Suppose you have an airtight jar. You weigh it.
Then you put in a fly and reseal it. Does the fly increase the mass of the jar when it is flying around in the jar?

Worded as it is, no. Would the jar be harder to pick up? Depending on what the fly was doing at the time, as air circulations could cause it to feel heavier or lighter at any given moment. However, on average, it will make it heavier than a non-fly jar by exactly the weight of the fly minus the air it displaces.

Assuming you were able to keep the transfer of air to zero while you put the fly in, then yes. Depending on how your thought experiment is set up, you have either added the mass of a fly, or replaced a certain volume of air with fly. Since fly is denser than air, there is a net increase of mass.

(I assume we’re speaking of the mass of the fly-air-jar system, not just the jar itself.)

To be clear, I’m agreeing with Ludovic. I assume the question is comparing non-fly to fly, not non-moving-fly to moving-fly.

Is this one of those situations where the distinction between weight and mass is important?

No, because the whole experiment is under standard earth gravity.

The question is trivial when talking about mass. Obviously, the jar has increased its mass by the mass of one fly minus the mass of the volume of air the creature displaced. Whether it would weigh more is at least slightly less obvious.

Remember, the difference between weight and mass doesn’t only show up on different planets. Relative density between objects and the surrounding medium can effect weights, too, as one can tell by jumping in a swimming pool.

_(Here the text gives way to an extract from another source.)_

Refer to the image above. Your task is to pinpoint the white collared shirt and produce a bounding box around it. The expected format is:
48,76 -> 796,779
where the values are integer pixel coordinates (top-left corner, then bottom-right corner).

I think the OP is trying to re-raise the old (and now solved) puzzle about the trcuk full of birds, where the driver tries to get the truck lighter by makeing the birds fly.

The* flight *of the fly makes no difference.

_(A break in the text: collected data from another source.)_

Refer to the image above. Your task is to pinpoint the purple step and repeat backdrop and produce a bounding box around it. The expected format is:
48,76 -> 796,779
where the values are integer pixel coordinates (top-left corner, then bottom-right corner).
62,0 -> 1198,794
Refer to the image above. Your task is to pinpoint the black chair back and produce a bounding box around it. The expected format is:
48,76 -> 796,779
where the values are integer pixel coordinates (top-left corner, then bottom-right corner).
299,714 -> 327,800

Now suppose the fly has a twin, and the twin is in an identical jar aboard a spaceship accelerating to .99c . . . .

Missed the edit window, but I wanted to add that downward forces will also change at least the measured weight, as you can tell by jumping up and down on a scale. I think that’s what the OP is getting at, like that question about a bird flying around in an airplane. Does it make the plane heavier or lighter?

I don’t know the answer but DrDeth says it makes no difference.

…and put it on a treadmill.

If you jump up and down on a scale, the measured weight will fluctuate. However, if I understand it right, the average weight after landing will still be the reading when the object is motionless.

DrDeth is right. Think about it this way.

When the fly is flying what is holding the fly up?

Air

What is holding the air up?

The bottle

IANAPhysicist though.

What about Brundle-fly?

And what if Brundle-fly is drenched in yak jizz?

The fly doesn’t replace any of the jar’s molecules, so the jar remains the the same mass.

To be a bit pedantic, I’ll amend DrDeth’s statement to: On average The* flight *of the fly makes no difference.

When the fly zooms up you could theoretically measure a slight increase in weight (the result of changing momentum) and conversely measure a slight decrease when the fly zooms down.

IOW, then, the truck full of birds would weigh less if you could get all the birds to coordinate. I.e., have all the birds fly up to the top of the truck, then have them all drop at the same time, and, until they land, the truck weighs less than it would when they land.

Or something like that.

Regards,
Shodan

Just to be clear, the truck only weighs less while the birds are dropping; while they’re hovering in the air at the top of the truck, it weighs (on average) the same as if they’re perched.

Correct, and when they land or stop falling, the weight of the truck goes up by a sufficient amount to average out. And then rebounds back to the average.